But close watchers of the tea industry, such as the economist and parliamentarian Biplab Dasgupta, have been trying to draw the central government's attention to large Indian tea cartels such as Tata Tea and Hindustan Lever. These have been accused of manipulating prices at tea auctions so that both planters and workers are hit adversely by low prices. Tata Tea became the world's second largest tea company after it acquired the Tetley Group of Britain two years ago, while the transnational Unilever remains the biggest.
"The planters are not prepared to point fingers at the big corporates and find it easier to make their workers pay for the plunder through lowered wages and poor living conditions," Dasgupta told IPS.. Dasgupta pointed to a report commissioned by the state-run Tea Board, released last year by the international management consultants A.F. Feguson and Co, which had also questioned auction procedures and suggested that there existed a nexus between tea brokers and buyers that worked to depress prices.
Market studies have shown that the phenomenon of falling prices is far worse in India than in competing countries, indicating distortions brought on by manipulations at the auctions.

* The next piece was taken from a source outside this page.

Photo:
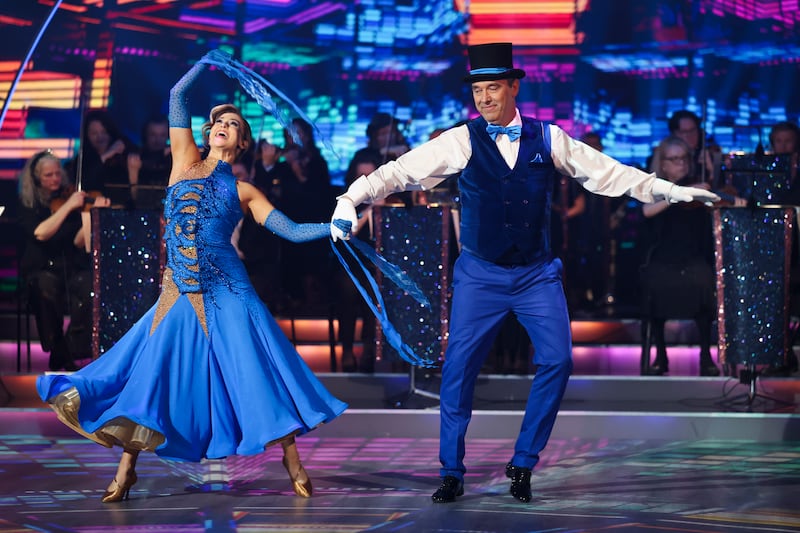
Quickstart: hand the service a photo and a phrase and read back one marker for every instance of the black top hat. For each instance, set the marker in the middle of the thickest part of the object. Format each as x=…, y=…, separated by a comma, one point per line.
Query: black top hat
x=492, y=61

When the price of Indian tea fell by 18.73 percent in 2000, the price of Indonesian tea actually rose by 13.55 percent. Kenyan tea prices rose by 13.48 percent and Sri Lankan tea by 7.86 percent.
Dasgupta said that stipulations that the bulk of tea has to be sold at the auctions, designed to encourage competition and fair prices, now work in favor of the cartels and prevent true market forces from operating. These, he continued, bring ruin to both planters and workers, as well as the whole tea industry. Around the Dalgaon Tea Estate, where last week's massacre took place, more than 30 tea estates are now closed thanks to falling prices and labor problems. Many more are slated to follow suit.
Similar stories of closure are now commonplace in the neighboring tea-growing areas of Darjeeling, famed for its fine teas, and Assam which accounts for half of India's total production. Ranajit Guha, a leader of the All-India Trade Union Congress (AITUC), says that while established tea gardens are closing down, West Bengal has seen a mushrooming of smaller tea gardens that do not see the need to follow prescribed norms. "These gardens have no processing facilities and but sell off their leaves to the larger units and see fit to default on provident fund and other dues so that the condition of their employees is best described as pathetic," Guha said.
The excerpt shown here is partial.